I’ve been traveling this past week, and have been nowhere near a kitchen. I’ve eaten quite well, though: fat pancakes, the kind I don’t usually care for, fluffy, tender, and good. A mess o’ pork barbecue with greens, slaw, spicy beans, corn cakes, potato salad; we happened by when the owner was there, and because I was from out of town, I got a free sampler plate of every smoked meat the house made: large pork ribs, pulled pork, short ribs, chicken, kielbasa, and pigs feet. It was dandy. On from Nashville to Louisville, I had, hands down, the best steak I have ever had, with the best classic sides I’ve ever had (including a pristine iceberg wedge with Maytag blue cheese dressing and flavorful little red and yellow tomatoes), at the amazing Jeff Ruby’s. The place bears no physical resemblance to traditional New York houses Peter Luger, Keen's, or the original Smith & Wollensky. It’s glitzy, even shiny. But the steaks, house-aged like Luger’s, are better. They come to table looking charred and black; sitting at the bar, I could see them arriving all around me, wondering if people had ordered them well done, perhaps "burnt." My strip arrived looking the same. Under that blackened crust—an edge, really—was the most perfectly, evenly cooked steak of my long steak-eating experience. It had been placed on a generous amount of absolutely fresh and sweet Worcestershire butter, which had melted across the plate and offered the ideal sauce to every rich and flavorful bite. The meat was so well seasoned it didn’t need a speck of salt. Truly, you could live anywhere as long as they had steak like this, and a good bakery.

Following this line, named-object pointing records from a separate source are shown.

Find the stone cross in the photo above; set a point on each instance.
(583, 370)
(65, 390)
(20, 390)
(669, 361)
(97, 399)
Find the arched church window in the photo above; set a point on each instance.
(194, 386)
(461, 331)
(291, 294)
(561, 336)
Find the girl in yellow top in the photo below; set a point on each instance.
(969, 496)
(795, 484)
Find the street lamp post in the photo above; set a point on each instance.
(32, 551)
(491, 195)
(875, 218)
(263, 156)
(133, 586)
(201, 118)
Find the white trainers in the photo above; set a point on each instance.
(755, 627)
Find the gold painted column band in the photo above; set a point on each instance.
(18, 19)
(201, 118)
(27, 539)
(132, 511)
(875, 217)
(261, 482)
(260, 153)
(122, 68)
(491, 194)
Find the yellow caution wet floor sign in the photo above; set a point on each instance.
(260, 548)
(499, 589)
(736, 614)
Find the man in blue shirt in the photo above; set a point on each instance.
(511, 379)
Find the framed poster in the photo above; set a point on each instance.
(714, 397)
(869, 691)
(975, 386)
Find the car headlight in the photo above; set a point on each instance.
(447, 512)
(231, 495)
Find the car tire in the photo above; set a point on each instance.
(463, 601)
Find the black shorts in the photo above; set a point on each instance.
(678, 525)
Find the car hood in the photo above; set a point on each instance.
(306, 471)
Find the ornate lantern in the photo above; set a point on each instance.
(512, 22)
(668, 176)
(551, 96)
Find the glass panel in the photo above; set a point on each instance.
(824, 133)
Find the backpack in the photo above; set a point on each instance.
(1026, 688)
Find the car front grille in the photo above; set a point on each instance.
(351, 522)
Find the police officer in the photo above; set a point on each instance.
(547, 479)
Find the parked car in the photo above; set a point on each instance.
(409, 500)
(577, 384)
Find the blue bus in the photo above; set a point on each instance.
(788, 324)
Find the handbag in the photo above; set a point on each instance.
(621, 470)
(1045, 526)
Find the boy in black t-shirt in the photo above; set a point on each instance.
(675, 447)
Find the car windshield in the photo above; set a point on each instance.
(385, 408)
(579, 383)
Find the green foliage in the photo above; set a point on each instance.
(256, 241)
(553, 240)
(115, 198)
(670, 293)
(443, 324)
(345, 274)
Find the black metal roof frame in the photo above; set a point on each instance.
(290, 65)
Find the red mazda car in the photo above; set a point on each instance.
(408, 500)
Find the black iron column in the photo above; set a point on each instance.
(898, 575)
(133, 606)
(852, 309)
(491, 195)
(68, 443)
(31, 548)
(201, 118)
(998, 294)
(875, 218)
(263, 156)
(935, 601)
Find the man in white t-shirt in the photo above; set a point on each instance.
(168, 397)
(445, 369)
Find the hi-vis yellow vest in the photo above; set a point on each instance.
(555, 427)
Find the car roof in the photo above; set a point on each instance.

And it makes the passing of summer sweet sorrow; we know there are other, soul-warming pleasures ahead. Nevertheless, in tribute to the gifts of summer, here is a final salute, a visual if not veritable feast, of the Rhode Island growing season. Each photo was taken the day of harvest, and each item was eaten at peak flavor, a taste memory that will tide me over through a winter that, carried on the shoulders of a great steak, need not be one of discontent.



2 comments:

RachelD said...

Jane,

I hope that you get your "late comments" (this one is so far back, it's probably petrified), as I do when someone chimes in on an old post.

Just wanted to say that this is some of the most beautiful foodery pictury I've ever encountered. I've always known that you remind me very much of Lucy (of the Kitchen Notebook), for you both serve up art AND food. And you both cook in such a contemplative, dedicated way---as my friend Keetha says, you "cook like you mean it."

rachel

Jane said...

Yes, Rachel, I got it! And thank you for browsing the back issues (years!) of LCM, and the generous comparison to Lucy and compliment to my photos (OK, food porn) and writing. Yeah, I mean it.